We pick up the action, as usual, at the beginning of the school year. Only this time, Coach is in his new digs at rundown East Dillon High, where the most exciting thing to be found in the locker room is a raccoon. Mrs. Coach (sorry, PRINCIPAL Coach) is still running the show at Dillon (Dillon Prime?) where she has to put up with parents furious about their children being forced to attend rough-and-tumble East Dillon. (As filmed by show creator and Hollywood bigshot Peter Berg, East Dillon is to Dillon sorta like Chino is to Seth Cohen’s Pool House). Instead of seeing her husband daily, she has to deal with smug Coach Aikman, smugger Joe McCoy, and, worst of all, sad Buddy Garrity. (Buddy Garrity isn’t meant to be sad, Universe! Tipsy, maybe. Barbecuing, certainly. And now that Lyla’s away at college, we’ll allow him the odd night out at the Landing Strip. Whatever it takes to keep Buddy smiling!)

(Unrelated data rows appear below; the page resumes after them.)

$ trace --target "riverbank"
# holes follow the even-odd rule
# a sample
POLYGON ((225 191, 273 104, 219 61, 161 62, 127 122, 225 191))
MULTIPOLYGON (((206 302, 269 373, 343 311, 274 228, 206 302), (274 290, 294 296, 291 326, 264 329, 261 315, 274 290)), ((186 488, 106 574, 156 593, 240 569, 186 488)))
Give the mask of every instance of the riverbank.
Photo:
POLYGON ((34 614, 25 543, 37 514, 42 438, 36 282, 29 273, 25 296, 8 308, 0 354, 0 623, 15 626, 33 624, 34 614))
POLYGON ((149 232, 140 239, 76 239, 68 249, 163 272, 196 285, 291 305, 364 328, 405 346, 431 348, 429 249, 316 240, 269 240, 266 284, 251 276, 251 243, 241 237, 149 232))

Coach tries to instill some of his trademark hard-nosed decency into the ragtag group of recruits he’s got at East Dillon, with mixed results: Many of them are fat, all of them want to play quarterback, and one has crazy eyes and won’t take off his necklace for a weigh-in. Call us paranoid, but we think this fellow foreshadows some trouble! The only good egg on the East Dillon Lions is old friend Landry. Poor Landry! He’s the plotline punching bag of the show, its Jennie Garth. First he’s a nerd. Then he actually gets the hot chick, only to wind up killing someone to protect her during the Season That Shall Not Be Named (hint: two). Then Devon, the hot bassist of his awesome band, Crucifictorious, admits to being gay (thankfully she’s also been packed off to East Dillon). Then his friends all graduate because he’s been ret-conned into being younger than they are. Even Grandma Saracen gets into the act this episode, calling him a “funny-looking creature.” Let Landry live, people!
But wait! What’s this? After a discouraging (and hilarious) eighteen minutes of practice, Coach is visited by the cops, who deliver to him a savior: Vince Howard, a rail-thin speedster down to his last strike with the law. (And, yes, if Vince looks familiar to you, he should, as he finally provides an answer to D’Angelo Barksdale’s haunting question from season one of The Wire: “Where Wallace at?” He’s right here! Playing running back!)
Meanwhile, Tim Riggins is all at college getting talked at by teachers or somesuch. But screw that Odyssey jive, prof! He’s Tim Riggins! Tim Riggins ain’t cut out for no book learnin’! So, in about as much time as it takes him to pound a beer or bag a MILF, Riggins is back in his pickup truck, tossing his textbooks out the window like cigarette butts. (That’ll show you, brain!)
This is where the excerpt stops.